One concern is that by focusing on countering China’s influence, the US is ultimately trying to outside China China, according to Cornell political scientist Jessica Chen Weiss. She has warned of the US reflecting China’s actions and thereby falling into the trap of zero-sum competition, such as overly protective economic measures, anti-Asian hate speech and intense militaristic rhetoric. Those tactics are ultimately harmful to American interests.

“While both governments have tried to prevent direct military escalation, recent statements and actions by both sides have contributed to the action-reaction cycle that has put the two countries on a collision course, particularly over Taiwan,” said Weiss, who recently spent a year in the State Department, told me in an email. “In this context, their first face-to-face meeting represents an important opportunity to stabilize the escalating spiral in US-China relations, although such efforts will take time to bear visible fruit.”

The background dynamics, outside US policy focused on: Eliminate China’s technical prowess further increasing competition is a world in which American power is changing. The war in Ukraine has revealed the remarkable depth of US alliances in Europe and Asia, while at the same time highlighting the US’s borders as a unilateral superpower and its tense influence in the emerging nonaligned countries of the South.
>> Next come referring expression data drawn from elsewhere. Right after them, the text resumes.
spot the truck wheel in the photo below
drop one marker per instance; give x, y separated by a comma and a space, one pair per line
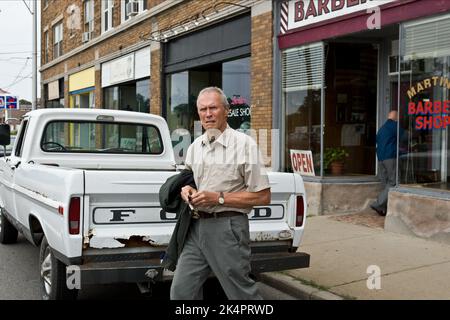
8, 233
53, 276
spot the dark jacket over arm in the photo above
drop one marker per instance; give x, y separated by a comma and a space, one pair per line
171, 201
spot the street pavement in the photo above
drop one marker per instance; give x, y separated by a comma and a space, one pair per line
346, 258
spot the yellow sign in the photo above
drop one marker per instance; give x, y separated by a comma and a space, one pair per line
82, 79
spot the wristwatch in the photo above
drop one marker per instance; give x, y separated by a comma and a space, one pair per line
221, 198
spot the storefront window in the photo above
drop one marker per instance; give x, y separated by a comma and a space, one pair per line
82, 100
425, 104
133, 96
302, 81
350, 109
303, 124
180, 115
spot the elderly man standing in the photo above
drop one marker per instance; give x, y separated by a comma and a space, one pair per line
230, 180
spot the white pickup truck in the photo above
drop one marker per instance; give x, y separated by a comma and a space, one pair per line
83, 185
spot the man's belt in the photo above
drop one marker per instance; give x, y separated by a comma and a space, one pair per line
207, 215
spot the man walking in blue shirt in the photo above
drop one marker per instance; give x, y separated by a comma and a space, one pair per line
387, 160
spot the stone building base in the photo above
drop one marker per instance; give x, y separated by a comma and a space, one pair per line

As Biden attends both the G20 meeting and the Association of Southeast Asian Nations Summit, it is worth emphasizing that the era of the US as the indispensable nation, in the coin of former Secretary of State Madeleine Albright, is history. Today, the US is more dependent than ever on alliances and cooperation.

Keeping channels of communication and negotiation open between two world powers is a good in itself. But experts warn that little will likely come out of the top.

“There are more and more issues that the United States and China just can’t agree on,” said Tyler Jost, a professor who studies China’s foreign policy at Brown University. “As such, you can try to put in a series of relief valves or safety nets that try to control the stress, but the fundamental stress is pretty tight and the structural reasons behind it haven’t changed.”

Coming from the UN’s COP27 climate summit in Egypt, where Biden warned of “climate hell” if the US and its partners don’t come together, there is an urgency to advance dialogue with China on planetary issues that face so-called strategic competition. .

As CIA Director Bill Burns said this summer: “The People’s Republic of China is the greatest geopolitical challenge our country faces in the 21st century, as far as I can see, [and] the greatest existential threat in many ways is climate change.”